After these moments my husband and I were preparing to move back to Colorado so we could live by family and have support. Jason and I desperately needed help and we felt like we had to go home. I had never felt so stripped in my life, I felt like I was walking around completely exposed. However, God amazingly provided for us! Despite having nothing we had the biggest Christmas ever thanks to our neighbors, my Mothers of Preschoolers (MOPS) totally reached out and helped us, our neighbors paid for our mortgage and we had numerous daily blessing.
We thought we were on our way to Denver, but doors closed. We were both planning on going to go to Denver Seminary, live with my parents and both work part-time. Jason couldn’t get a work transfer with his current company, and the one he interviewed with in Colorado said after his interview that they were going to be able to hire anyone due to the economy. So here we are still in the NW where the economy is worse, but we have persevered. We’ve made it, and actually my husband has had an significant increase in pay since he started in 2006. God has truly blessed us.
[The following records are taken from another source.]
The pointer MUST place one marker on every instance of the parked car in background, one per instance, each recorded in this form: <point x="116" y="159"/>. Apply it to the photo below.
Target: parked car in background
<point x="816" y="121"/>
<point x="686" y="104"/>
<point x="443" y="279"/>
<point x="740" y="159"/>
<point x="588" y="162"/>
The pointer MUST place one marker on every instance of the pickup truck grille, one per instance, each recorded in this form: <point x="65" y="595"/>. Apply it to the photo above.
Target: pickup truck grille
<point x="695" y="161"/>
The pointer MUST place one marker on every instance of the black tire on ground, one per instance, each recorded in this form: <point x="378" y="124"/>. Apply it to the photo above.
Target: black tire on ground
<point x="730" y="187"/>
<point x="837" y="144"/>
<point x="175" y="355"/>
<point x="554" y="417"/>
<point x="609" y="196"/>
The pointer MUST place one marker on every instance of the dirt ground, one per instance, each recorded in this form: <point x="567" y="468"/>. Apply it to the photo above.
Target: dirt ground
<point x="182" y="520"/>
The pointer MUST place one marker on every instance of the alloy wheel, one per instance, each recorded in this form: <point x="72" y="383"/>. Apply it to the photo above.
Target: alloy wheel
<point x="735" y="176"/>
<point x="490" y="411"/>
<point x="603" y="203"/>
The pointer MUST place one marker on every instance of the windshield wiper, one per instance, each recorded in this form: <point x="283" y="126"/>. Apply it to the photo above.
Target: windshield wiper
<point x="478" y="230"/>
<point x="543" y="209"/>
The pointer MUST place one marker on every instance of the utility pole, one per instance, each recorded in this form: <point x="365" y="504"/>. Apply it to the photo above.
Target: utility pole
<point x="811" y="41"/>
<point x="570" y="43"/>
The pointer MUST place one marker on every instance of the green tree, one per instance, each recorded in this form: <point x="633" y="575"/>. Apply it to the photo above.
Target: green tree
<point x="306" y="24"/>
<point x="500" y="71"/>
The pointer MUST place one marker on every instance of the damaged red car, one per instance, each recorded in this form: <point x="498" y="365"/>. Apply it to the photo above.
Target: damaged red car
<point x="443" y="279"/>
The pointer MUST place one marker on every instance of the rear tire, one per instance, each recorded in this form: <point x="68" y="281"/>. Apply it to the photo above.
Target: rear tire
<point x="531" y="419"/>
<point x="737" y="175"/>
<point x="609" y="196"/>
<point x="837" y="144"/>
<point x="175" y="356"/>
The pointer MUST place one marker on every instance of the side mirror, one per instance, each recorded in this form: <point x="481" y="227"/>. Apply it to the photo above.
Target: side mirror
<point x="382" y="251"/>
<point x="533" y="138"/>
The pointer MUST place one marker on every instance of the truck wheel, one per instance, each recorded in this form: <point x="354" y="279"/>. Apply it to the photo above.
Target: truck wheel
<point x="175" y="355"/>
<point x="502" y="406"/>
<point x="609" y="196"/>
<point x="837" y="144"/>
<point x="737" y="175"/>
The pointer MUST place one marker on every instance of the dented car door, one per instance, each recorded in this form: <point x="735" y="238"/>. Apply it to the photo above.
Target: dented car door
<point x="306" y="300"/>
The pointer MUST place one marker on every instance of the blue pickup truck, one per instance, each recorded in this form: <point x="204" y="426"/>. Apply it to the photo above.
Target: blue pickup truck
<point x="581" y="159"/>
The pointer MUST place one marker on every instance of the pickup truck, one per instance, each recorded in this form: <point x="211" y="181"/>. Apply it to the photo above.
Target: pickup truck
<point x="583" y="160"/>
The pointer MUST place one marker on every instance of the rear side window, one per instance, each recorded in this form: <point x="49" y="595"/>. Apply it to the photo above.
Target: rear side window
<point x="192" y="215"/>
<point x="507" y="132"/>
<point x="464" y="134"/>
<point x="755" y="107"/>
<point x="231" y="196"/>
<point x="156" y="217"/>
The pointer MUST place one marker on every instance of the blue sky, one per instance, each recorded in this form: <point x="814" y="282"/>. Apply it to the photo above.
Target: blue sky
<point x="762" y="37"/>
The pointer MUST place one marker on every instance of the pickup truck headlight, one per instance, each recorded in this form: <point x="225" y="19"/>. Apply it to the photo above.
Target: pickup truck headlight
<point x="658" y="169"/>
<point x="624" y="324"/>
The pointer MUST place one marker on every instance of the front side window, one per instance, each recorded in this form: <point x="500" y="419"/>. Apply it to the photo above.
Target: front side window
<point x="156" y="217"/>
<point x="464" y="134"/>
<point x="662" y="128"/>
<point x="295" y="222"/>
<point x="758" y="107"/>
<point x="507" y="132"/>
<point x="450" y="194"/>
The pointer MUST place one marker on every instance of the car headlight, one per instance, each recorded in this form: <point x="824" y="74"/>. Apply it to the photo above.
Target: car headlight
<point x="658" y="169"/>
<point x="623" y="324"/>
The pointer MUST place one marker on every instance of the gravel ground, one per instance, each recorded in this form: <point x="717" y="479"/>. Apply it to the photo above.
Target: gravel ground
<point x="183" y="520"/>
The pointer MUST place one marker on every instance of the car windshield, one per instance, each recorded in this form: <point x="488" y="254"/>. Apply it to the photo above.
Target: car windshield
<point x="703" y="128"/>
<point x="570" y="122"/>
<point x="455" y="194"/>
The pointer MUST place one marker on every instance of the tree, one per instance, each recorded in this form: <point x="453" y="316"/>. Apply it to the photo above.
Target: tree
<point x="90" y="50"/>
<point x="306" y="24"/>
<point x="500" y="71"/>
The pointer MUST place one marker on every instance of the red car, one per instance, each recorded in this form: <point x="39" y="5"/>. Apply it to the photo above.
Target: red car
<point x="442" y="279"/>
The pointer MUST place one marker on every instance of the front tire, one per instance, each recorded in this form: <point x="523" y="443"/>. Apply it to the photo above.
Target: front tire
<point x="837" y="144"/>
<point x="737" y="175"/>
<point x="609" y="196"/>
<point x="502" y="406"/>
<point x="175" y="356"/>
So my next great spiritual experience is attending GFU. Before I started school, I was praying and God told me that he was going to work on my heart. I again said, “God haven’t I had enough work done in the last year!” Then He said, “No Andrea, I am going to heal it.” So I have sat in class this semester and the previous one and God has continually healed my heart in each class. He hasn’t stopped. I am so thankful that He wants to heal it, as there is so much to heal. So although these might be only a few experiences they are ones that have changed my life, and I know I have so many more to come.
 Walker, Kim. “How He Loves.” We Cry Out. Cond. Jesus Culture Music. Comp. Mark McMillan. 2007He Love\’s Us.